Limits, differentiation, related rates, integration, trig integrals, etc.
stackey82
Posts: 4
Joined: Fri Mar 27, 2009 8:49 pm
Contact:

### find expression for revenue, given demand function

demand is given by q=(15000-1.5p)^(1/2) or the square root of (15000-1.5p)
In terms of the demand q, find an expression for the revenue

first I solved for p and got p= (15000-q^2)/1.5 then do I just multiply by the variable "q" and get (15000q-q^3)/1.5

I know that the answer is R(q)= (30000-2q^3)/3 so what am I doing wrong here?

stapel_eliz
Posts: 1628
Joined: Mon Dec 08, 2008 4:22 pm
Contact:
demand is given by q=(15000-1.5p)^(1/2) or the square root of (15000-1.5p)
In terms of the demand q, find an expression for the revenue

first I solved for p and got p= (15000-q^2)/1.5 then do I just multiply by the variable "q" and get (15000q-q^3)/1.5
Since you need the revenue function R in terms of q, your first step is correct: solve the "demand" ("number of items sold") function for "p=". Since the revenue will be the product of the number of items sold and the per-item price, then R(q) = pq, where p is replaced with the expression you obtained.
I know that the answer is R(q)= (30000-2q^3)/3 so what am I doing wrong here?
I don't think you're doing anything wrong.
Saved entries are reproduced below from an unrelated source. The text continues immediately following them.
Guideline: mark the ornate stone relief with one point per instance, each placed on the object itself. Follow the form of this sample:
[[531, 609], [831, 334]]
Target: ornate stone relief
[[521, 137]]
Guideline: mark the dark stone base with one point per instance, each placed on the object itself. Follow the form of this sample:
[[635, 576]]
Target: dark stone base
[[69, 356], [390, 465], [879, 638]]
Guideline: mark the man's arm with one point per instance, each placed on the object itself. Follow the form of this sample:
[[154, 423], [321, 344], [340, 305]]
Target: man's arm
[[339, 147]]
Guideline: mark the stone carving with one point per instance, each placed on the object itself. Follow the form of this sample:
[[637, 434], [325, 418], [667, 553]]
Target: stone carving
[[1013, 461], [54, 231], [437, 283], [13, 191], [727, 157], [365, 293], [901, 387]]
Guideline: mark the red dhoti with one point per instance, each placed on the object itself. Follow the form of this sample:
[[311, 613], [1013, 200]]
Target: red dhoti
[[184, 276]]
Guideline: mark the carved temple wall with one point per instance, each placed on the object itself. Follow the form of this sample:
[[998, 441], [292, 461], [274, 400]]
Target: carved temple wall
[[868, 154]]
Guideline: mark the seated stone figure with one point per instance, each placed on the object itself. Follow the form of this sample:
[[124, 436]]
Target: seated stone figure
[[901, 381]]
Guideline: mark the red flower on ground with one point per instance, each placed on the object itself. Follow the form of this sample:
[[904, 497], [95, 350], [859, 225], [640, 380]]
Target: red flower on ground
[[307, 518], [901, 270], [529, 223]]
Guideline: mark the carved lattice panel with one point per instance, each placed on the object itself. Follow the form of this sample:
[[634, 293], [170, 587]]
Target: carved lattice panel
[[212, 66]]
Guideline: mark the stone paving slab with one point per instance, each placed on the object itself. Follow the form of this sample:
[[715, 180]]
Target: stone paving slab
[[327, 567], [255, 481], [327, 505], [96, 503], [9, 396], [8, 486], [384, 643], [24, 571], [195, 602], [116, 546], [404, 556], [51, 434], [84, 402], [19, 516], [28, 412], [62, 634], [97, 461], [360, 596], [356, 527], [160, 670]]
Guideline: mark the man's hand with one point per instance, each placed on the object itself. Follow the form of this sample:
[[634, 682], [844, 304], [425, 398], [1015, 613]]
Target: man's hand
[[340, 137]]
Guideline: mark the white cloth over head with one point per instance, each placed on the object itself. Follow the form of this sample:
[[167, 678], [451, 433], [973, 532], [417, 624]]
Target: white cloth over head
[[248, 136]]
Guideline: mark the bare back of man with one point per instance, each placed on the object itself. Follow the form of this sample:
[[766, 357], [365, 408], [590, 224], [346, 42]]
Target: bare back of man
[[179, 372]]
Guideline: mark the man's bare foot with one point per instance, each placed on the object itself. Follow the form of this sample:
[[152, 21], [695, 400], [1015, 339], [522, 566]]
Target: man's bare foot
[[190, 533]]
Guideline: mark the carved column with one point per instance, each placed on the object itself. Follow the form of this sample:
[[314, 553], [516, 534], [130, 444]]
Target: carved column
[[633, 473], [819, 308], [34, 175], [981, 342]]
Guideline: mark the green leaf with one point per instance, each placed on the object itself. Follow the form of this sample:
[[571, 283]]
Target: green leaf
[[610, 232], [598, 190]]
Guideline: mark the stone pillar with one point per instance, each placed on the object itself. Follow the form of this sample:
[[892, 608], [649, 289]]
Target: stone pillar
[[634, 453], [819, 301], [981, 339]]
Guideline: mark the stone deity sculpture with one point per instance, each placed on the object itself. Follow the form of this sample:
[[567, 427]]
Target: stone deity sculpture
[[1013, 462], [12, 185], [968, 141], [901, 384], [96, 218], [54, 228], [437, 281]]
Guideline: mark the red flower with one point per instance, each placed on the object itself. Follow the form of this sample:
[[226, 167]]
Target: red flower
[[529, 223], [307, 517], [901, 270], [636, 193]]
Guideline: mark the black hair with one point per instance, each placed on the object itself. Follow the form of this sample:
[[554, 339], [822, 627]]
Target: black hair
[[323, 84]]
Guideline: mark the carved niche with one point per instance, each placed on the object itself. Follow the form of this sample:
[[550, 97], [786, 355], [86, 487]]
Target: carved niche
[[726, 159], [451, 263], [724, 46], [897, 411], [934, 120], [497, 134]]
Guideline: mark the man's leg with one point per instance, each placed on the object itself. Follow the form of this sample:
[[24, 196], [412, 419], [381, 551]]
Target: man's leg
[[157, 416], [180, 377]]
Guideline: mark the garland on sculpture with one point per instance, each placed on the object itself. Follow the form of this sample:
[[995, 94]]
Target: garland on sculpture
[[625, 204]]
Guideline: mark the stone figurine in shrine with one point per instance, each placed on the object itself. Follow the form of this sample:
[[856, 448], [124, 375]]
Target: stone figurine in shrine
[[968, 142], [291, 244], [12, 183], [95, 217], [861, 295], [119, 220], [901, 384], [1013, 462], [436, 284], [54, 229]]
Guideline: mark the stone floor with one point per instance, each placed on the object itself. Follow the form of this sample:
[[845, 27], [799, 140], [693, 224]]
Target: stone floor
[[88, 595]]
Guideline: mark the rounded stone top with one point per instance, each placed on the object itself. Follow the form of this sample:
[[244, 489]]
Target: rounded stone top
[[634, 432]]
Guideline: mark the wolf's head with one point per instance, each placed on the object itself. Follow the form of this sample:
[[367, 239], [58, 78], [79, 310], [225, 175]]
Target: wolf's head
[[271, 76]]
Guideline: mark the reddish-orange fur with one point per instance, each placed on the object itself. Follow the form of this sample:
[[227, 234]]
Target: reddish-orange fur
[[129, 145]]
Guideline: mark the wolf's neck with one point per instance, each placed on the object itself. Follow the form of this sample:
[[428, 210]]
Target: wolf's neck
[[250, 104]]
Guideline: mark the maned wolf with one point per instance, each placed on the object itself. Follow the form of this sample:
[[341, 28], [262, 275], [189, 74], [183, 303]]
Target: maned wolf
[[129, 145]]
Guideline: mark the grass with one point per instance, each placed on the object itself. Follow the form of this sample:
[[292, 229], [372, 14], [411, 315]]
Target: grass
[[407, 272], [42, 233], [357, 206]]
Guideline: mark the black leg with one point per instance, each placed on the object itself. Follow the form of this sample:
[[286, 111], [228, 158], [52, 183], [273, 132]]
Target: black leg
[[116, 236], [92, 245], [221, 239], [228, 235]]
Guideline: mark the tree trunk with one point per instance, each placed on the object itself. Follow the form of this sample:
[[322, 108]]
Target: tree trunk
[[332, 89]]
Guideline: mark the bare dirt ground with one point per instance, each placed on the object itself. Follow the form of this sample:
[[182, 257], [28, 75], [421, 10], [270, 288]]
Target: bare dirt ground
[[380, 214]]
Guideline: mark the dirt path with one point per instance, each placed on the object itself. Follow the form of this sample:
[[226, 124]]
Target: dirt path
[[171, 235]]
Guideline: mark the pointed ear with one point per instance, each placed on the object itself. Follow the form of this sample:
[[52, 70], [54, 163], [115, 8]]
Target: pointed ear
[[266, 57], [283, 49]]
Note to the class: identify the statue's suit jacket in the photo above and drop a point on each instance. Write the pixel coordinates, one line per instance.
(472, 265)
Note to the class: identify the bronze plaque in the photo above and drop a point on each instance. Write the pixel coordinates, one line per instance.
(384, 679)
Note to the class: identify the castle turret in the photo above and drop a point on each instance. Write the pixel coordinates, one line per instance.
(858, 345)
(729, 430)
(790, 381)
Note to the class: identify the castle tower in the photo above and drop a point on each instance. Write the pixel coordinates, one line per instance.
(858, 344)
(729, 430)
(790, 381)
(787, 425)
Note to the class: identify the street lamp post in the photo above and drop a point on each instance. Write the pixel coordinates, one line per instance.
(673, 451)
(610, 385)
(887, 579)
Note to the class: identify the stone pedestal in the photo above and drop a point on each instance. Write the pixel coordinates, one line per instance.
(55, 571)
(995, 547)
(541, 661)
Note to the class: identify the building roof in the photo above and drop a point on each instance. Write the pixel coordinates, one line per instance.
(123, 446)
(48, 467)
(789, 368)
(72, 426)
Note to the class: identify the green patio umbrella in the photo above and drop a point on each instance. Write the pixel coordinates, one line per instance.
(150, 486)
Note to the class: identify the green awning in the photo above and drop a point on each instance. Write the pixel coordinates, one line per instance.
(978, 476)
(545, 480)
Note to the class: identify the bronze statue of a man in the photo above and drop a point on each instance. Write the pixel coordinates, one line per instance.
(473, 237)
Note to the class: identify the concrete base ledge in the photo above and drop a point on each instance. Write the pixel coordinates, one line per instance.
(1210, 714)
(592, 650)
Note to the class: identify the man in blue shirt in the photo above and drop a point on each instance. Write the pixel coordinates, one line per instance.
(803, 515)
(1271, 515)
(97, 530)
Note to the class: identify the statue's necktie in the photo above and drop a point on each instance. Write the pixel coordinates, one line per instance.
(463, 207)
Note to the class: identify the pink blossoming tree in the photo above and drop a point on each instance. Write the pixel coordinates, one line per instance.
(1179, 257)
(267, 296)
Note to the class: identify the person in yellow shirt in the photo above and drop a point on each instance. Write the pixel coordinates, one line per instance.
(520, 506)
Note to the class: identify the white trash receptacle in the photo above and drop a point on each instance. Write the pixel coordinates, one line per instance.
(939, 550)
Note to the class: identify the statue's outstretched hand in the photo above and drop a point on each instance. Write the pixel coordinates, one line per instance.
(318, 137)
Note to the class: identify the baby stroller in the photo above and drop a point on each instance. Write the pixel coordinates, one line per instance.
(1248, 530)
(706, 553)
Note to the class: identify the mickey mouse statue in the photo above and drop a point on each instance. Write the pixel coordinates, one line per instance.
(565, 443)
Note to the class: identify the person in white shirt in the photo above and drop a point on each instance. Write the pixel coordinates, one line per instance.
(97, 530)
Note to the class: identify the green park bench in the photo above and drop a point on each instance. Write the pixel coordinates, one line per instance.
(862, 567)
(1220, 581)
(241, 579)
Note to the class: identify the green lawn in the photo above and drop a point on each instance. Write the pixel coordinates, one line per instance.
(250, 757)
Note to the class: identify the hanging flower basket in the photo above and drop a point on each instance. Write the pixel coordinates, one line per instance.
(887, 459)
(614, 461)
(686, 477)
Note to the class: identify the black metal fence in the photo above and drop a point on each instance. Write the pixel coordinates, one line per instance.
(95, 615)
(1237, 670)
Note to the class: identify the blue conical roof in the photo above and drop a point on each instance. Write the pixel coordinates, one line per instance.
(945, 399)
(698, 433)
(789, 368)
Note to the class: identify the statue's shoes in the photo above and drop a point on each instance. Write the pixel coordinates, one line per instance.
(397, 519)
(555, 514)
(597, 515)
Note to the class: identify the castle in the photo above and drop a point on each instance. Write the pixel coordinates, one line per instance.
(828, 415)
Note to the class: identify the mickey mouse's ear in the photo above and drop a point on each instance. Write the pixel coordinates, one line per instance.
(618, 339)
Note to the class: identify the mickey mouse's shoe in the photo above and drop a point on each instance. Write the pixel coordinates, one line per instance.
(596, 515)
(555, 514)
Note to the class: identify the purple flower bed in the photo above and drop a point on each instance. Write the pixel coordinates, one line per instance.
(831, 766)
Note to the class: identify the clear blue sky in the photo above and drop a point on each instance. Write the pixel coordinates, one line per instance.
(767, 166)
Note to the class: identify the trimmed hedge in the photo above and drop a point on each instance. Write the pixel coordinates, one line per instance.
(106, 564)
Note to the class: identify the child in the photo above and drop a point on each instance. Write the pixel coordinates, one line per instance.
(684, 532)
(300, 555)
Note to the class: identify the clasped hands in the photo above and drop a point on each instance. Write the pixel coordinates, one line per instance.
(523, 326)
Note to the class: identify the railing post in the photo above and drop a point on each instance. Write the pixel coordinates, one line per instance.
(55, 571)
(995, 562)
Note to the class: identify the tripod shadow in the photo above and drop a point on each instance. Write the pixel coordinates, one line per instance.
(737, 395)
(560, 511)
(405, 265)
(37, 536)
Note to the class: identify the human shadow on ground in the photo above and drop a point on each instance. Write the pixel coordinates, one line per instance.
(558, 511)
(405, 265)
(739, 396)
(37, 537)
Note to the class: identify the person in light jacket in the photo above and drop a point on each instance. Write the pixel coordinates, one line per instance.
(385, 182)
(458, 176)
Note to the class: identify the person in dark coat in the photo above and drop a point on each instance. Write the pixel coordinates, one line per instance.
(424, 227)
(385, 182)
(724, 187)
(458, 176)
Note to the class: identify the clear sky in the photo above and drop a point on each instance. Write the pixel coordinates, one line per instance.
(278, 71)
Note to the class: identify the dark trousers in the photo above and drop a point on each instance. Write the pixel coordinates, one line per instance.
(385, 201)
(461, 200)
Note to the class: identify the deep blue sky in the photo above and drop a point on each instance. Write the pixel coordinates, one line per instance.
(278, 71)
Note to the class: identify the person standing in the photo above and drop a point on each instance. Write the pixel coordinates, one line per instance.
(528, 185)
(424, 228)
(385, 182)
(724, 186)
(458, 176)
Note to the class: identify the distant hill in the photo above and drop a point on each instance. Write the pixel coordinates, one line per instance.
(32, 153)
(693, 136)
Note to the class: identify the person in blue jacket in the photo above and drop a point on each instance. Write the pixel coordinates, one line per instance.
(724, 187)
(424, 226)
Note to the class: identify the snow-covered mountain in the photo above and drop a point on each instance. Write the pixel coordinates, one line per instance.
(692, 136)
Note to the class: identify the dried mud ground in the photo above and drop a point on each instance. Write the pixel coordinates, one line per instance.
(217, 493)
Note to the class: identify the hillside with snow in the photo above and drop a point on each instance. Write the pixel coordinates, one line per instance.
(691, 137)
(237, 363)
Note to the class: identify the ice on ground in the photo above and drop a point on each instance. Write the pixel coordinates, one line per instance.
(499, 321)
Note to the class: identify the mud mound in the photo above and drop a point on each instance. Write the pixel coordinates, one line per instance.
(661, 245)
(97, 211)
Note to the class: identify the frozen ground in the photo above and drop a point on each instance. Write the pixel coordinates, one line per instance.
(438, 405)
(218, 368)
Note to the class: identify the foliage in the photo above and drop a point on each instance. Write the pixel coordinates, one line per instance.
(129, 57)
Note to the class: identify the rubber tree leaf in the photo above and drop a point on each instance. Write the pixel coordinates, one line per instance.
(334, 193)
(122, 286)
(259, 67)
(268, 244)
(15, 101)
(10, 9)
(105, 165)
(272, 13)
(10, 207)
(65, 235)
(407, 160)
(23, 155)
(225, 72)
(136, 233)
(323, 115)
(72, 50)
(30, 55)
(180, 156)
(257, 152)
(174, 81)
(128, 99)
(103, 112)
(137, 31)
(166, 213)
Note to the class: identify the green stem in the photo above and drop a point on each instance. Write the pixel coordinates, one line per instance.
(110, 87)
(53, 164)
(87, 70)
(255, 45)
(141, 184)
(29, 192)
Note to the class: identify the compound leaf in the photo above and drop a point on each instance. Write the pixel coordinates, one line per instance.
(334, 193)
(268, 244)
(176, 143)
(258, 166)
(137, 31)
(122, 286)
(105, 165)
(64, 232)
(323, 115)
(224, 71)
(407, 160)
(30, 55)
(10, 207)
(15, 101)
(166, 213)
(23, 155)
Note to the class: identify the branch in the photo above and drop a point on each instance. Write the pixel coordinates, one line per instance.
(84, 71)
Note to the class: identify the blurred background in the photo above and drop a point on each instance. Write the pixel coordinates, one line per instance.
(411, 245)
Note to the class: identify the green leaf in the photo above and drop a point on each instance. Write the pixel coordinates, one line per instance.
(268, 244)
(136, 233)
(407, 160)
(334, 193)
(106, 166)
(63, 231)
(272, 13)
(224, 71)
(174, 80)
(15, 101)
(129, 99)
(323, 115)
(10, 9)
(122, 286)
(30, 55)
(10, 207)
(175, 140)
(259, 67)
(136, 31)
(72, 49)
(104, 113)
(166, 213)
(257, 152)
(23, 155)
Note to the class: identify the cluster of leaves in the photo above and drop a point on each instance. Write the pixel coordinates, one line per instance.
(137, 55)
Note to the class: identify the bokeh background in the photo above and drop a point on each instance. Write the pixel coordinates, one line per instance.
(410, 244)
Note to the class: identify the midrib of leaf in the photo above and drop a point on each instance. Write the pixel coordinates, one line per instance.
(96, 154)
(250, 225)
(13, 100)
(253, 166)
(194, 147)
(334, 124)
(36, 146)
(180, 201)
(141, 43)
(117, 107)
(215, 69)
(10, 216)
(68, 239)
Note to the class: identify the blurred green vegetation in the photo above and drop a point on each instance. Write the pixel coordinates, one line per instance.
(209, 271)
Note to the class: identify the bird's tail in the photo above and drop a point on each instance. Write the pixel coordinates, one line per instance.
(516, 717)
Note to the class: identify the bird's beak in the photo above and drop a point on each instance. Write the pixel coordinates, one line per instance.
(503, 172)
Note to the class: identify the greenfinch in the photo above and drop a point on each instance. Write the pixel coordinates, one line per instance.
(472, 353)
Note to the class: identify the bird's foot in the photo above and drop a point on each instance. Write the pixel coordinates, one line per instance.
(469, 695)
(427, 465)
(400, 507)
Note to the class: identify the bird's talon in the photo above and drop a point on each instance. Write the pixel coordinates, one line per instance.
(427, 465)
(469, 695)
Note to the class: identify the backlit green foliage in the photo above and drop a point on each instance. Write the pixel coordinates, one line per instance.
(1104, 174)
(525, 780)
I think there's a typo in the book, because I see no way of multiplying by q and not getting a "q" in each term of the function. The only other difference is that the solution writer "prettied up" the answer by getting rid of the decimal:

. . . . .$\left(\frac{15000q\, -\, q^3}{1.5}\right)\left(\frac{2}{2}\right)\, =\, \frac{30000q\, -\, 2q^3}{3}$

(Sorry for the tardy reply. I thought I'd answered this morning, but I guess a glitch "ate" my post.)

stackey82
Posts: 4
Joined: Fri Mar 27, 2009 8:49 pm
Contact:

### Re: find expression for revenue, given demand function

Thanks for your help. I thought I was going crazy and couldn't figure it out. Now I see what you mean "prettied it up." Once again thanks for your help its greatly appreciated.